В нем по сравнению с тем, каким видела его в прошлый раз, появилась словно бы некая легковесность, он напоминал ей сейчас малое перышко, пушинку, невесомо трепещущую в воздушной струе. Он изменился даже и внешне. Прежде отец носил бородку, усы и был похож на героев картин какой- нибудь фламандской школы, а теперь – ни бороды, ни усов, гладко выбрит, ничего художественного во внешности.
– Ну ответь же! – потребовала Маргарита. – Что ты имел в виду, говоря про работу? Как-нибудь связано с тем, чем ты сам занимаешься? Чем ты сейчас сам занимаешься?
– О том и разговор, о том и разговор, дорогуша моя! – Отец схватил со стола свою чашку кофе, отхлебнул, потанцевал с нею в руках перед Маргаритой и звякнул обратно на блюдце. – Не заложишь, нет? Могу надеяться? Можешь обещать?
– Боже мой, папа! – Маргарите было смешно. Она и не смогла удержаться, хихикнула. – Ты что, агент ЦРУ, как говорили раньше? Или чей там еще?
– Мирового империализма и мирового сионизма, – подхихикнув вслед ей, сказал отец. Тут же, впрочем, изгнав с лица всякое подобие веселья. – Но я серьезно, дорогуша моя, более чем серьезно. Можешь поручиться, что не заложишь?
Маргарите в конце концов пришлось дать ему нечто вроде клятвы: не заложит, ни в коем разе.
– А заложишь – убью, – махнул отец у нее перед лицом указательным пальцем, полез в тумбу стола и извлек на свет, бросил перед Маргаритой на стол альбом – наподобие тех, в каких раньше, в советские времена, держали фотографии. – Вот, ознакомься.
Маргарита раскрыла альбом, пролистнула – это была коллекция винных этикеток. Французских, итальянских, немецких. Черные, бордовые, белые, фиолетовые, с золотыми, простыми, серебряными буквами. Их здесь было несколько десятков, этих этикеток, под сотню, а то и больше.
– Ты что, подделываешь этикетки? – догадалась она.
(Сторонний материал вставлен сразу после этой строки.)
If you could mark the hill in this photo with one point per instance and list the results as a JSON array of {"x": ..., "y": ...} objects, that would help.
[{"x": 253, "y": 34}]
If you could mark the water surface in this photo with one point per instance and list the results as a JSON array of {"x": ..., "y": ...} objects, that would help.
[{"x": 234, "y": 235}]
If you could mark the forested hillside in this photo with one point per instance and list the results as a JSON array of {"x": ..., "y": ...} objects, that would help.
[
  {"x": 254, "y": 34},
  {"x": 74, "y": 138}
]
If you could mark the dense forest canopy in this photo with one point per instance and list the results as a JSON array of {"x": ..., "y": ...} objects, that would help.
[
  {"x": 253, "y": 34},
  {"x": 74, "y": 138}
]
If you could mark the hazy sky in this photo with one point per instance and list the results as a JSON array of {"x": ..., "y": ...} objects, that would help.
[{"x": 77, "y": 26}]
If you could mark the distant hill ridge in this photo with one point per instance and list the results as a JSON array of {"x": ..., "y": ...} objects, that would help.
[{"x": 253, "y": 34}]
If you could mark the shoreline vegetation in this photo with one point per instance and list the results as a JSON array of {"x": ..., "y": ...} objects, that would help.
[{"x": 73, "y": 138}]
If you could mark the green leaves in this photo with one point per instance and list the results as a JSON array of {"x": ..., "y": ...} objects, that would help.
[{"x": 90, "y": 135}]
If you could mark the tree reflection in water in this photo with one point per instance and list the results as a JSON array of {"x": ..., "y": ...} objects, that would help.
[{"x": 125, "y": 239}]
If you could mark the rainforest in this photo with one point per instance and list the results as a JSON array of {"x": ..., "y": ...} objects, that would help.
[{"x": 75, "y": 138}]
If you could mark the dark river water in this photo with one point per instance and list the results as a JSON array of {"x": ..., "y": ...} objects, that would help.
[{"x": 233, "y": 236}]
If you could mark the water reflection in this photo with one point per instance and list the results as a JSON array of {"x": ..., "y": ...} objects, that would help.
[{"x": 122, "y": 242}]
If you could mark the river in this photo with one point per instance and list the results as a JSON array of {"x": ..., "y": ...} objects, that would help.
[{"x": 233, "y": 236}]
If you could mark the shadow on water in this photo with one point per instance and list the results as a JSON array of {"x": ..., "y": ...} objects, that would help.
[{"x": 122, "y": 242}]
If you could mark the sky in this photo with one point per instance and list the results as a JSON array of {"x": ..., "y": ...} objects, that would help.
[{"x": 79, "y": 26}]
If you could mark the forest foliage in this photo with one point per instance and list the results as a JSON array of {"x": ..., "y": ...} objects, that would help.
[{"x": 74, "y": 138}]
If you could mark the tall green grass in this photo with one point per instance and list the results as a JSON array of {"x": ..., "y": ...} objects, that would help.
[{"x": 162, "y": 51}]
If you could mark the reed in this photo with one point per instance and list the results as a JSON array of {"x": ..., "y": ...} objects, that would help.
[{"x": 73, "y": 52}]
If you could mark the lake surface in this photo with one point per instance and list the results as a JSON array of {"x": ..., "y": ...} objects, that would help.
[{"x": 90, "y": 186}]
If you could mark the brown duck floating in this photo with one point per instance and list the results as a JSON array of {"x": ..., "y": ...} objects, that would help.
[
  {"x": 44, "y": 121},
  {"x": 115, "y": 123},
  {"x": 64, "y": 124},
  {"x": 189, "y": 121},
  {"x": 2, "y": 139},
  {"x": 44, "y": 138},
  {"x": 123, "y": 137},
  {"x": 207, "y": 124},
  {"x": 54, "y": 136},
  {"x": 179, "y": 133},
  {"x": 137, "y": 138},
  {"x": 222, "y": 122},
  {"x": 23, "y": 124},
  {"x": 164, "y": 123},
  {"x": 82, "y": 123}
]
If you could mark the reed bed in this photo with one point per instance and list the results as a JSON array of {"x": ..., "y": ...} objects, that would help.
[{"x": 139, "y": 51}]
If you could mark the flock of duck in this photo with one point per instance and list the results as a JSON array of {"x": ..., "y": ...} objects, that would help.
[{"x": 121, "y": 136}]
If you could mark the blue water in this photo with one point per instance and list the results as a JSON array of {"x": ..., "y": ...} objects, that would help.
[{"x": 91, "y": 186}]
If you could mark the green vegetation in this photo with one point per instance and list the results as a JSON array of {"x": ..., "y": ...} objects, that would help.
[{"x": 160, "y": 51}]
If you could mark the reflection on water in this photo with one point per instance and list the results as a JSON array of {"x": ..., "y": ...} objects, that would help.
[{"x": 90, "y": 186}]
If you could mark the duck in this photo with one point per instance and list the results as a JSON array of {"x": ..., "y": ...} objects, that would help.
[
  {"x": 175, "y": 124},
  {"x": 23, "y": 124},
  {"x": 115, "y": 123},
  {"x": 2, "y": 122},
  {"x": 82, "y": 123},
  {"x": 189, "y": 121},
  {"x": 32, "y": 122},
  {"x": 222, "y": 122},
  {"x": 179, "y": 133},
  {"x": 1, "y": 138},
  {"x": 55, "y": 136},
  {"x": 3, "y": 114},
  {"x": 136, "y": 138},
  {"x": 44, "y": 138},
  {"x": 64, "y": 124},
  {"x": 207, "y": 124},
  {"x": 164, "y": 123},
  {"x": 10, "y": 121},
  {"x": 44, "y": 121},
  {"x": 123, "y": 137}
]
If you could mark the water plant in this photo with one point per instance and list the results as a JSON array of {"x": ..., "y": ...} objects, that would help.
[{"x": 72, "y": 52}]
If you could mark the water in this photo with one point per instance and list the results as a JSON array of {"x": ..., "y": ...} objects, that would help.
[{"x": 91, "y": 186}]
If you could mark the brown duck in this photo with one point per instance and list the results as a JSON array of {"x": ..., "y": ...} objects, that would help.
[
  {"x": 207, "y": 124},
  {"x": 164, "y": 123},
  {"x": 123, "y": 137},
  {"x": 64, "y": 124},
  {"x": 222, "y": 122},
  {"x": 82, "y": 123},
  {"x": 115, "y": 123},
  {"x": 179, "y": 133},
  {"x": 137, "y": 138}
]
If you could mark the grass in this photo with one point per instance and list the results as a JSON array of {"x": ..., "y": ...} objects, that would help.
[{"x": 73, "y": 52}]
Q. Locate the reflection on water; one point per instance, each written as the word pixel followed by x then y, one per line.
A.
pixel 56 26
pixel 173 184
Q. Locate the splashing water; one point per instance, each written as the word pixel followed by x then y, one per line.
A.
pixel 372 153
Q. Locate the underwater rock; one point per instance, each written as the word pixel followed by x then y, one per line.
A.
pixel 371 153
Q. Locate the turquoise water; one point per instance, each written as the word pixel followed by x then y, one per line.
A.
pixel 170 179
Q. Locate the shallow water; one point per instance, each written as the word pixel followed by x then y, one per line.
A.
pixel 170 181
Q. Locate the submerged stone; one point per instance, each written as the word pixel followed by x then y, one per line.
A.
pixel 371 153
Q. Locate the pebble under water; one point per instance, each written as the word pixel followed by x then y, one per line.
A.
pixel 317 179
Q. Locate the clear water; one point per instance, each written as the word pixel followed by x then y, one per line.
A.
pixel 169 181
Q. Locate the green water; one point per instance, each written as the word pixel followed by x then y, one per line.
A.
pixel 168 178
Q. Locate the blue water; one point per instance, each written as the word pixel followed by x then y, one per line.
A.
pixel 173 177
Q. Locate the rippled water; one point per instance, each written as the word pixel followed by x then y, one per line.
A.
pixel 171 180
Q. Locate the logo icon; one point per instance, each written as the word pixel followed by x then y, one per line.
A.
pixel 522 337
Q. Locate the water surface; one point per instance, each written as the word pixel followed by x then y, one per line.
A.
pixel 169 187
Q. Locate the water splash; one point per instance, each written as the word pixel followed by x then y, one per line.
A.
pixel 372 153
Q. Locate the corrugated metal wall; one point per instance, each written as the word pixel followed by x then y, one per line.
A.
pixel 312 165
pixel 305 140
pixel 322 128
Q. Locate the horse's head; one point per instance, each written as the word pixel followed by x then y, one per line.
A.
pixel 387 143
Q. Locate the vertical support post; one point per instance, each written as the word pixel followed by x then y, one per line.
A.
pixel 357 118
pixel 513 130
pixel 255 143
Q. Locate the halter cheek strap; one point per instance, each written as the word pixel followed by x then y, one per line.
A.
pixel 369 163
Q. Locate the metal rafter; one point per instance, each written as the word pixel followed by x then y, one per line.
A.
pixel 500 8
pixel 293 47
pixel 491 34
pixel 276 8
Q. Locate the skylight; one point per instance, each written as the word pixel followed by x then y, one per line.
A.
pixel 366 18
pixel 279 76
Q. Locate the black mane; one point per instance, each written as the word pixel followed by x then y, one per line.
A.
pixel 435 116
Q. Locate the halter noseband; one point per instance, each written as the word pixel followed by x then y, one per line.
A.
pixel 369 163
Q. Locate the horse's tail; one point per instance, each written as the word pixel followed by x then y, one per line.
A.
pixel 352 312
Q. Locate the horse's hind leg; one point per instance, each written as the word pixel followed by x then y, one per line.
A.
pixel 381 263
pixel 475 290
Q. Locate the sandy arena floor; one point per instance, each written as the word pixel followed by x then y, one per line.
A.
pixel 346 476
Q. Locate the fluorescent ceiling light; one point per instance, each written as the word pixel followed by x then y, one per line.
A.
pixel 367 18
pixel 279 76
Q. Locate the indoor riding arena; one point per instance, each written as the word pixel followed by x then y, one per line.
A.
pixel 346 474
– Умна не по годам, сразу видно в кого, – сказал отец. Забрал у нее альбом и бросил обратно в ящик стола. – Именно! Там и занимаюсь.
– Зачем? – запинаясь, спросила Маргарита. Понимая зачем, но не позволяя себе поверить в это.
– Затем! – отозвался отец. – Любишь всякую привозную лозу? Пьешь? Не пей! Я – этикетки, а те, кто мне их заказывает, – вино. На бутылку настоящего – десять искусственных. Какая там дрянь размешана – и черту неизвестно.